Is chivalry dead? Men help women to maintain sexism - Israeli study

Men will donate to women in need, provided that it is not a violation of male dominance, according to a new Israeli study.

 A man is seen holding an umbrella open for a woman (illustrative). (photo credit: PEXELS)
A man is seen holding an umbrella open for a woman (illustrative).
(photo credit: PEXELS)

A new study by researchers at Tel Aviv University (TAU) and the Ben-Gurion University of the Negev in Beersheba reveals a phenomenon of “chivalrous sexism” towards women in need. According to the study, about two out of three men would be willing to help a woman in distress whose house burned down – but only 45% would donate money to a woman whose business burned down. On the other hand, when the researchers examined the willingness of men to donate to other men, the trend that emerged was the opposite; most men preferred to donate to men whose business was burned thus maintaining the male hegemony. 

Women tend to engage in more communal forms of helping behavior such as providing emotional support, while men tend to engage in performing heroic acts in emergencies. The researchers explain the differences by the fact that men tend to help women out of “chivalrous sexism.” Helping a “damsel in distress” is part of a man’s gender role, which is why a man will open the door for a woman or pull over to help her change a flat tire. But this help depends on the context; men help women as long as it does not challenge the male hegemony. In other words, if help will empower women, then men will be less willing to help them.

The new study was conducted by Prof. Danit Ein-Gar from TAU’s Coller School of Management in collaboration with Dr. Orli Barkat, a post-doctoral student at Princeton University, and Prof. Tahila Kogot from BGU. The results of the study were published in the prestigious journal Group Processes and Intergroup Relations under the title “I will help you survive but not thrive: Helping decisions in situations that empower women.”

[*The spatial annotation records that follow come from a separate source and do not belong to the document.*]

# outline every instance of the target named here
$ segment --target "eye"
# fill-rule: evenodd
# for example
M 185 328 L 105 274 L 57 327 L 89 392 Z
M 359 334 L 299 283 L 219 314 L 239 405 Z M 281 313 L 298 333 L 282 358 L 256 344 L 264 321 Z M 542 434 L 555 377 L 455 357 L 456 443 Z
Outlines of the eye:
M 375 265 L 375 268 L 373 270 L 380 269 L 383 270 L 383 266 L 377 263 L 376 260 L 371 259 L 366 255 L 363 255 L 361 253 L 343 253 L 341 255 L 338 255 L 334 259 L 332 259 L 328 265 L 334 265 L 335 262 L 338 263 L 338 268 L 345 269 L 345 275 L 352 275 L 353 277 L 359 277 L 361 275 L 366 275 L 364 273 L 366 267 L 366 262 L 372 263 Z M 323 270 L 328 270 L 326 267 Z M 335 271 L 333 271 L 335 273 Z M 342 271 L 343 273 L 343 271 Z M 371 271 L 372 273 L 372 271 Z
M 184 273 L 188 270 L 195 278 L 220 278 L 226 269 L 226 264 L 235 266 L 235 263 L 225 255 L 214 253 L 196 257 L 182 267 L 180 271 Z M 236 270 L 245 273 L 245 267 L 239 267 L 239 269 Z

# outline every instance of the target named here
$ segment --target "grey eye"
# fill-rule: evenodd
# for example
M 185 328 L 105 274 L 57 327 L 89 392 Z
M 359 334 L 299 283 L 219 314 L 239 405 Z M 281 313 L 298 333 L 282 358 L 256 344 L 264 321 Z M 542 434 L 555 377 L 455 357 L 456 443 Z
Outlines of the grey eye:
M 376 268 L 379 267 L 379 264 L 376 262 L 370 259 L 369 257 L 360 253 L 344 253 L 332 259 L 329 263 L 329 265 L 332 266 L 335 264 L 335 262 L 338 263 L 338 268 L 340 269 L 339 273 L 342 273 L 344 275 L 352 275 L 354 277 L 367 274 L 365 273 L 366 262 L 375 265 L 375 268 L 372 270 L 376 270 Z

Men won't help women if it will empower them

According to Ein-Gar, 566 American men and women participated in an online experiment. A cash prize of $10 was drawn among the participants in the experiment who were asked to answer whether they would like to donate this amount to a man whose house burned down, to a woman whose house burned down, to a man whose business burned down or to a woman whose business burned down. 

Beyond the disparity in willingness to help women whose business burned down, compared to those whose house burned down, the findings also show that men donated an average amount of $4 (almost half of the winning amount) to a woman whose house burned down, compared to only $2.48 to a woman whose business house burned down. The findings were replicated in another experiment conducted among management students at TAU.

 Prof. Danit Ein-Gar (credit: NIV KANTOR) Prof. Danit Ein-Gar (credit: NIV KANTOR)

“We presented the participants with two identical requests for help from two individuals in need, a man and a woman, whose home or business caught fire,” said Ein-Gar. “We found that the biggest differences, both in the actual willingness to donate and the donation amount, were when male subjects had to choose between helping a woman’s home and helping a woman’s business. It should be noted that we did not present the fund request as a financial investment but rather as a donation. A fire raged in the area and consumed houses and shops, and now those in need are asking for help to rebuild their lives. When men were asked to donate, some of them found it easier to donate to a woman in her domestic, needy and weak place than to a woman raising funds to rebuild her business.” 

“The new research reveals the boundaries of male ‘chivalry’ – and these boundaries are set by men’s hegemony in the business world.”

Prof. Danit Ein-Gar

“The new research reveals the boundaries of male ‘chivalry’ – and these boundaries are set by men’s hegemony in the business world,” she concluded. “That is, gentlemanliness reaches up to the point where it does not threaten their dominant status. A similar effect was not found when men were asked to donate to another man whose business burned down, compared to a man whose house burned down. This means that men do not donate less to businesses due to some business threat, but only donate less to women’s businesses.”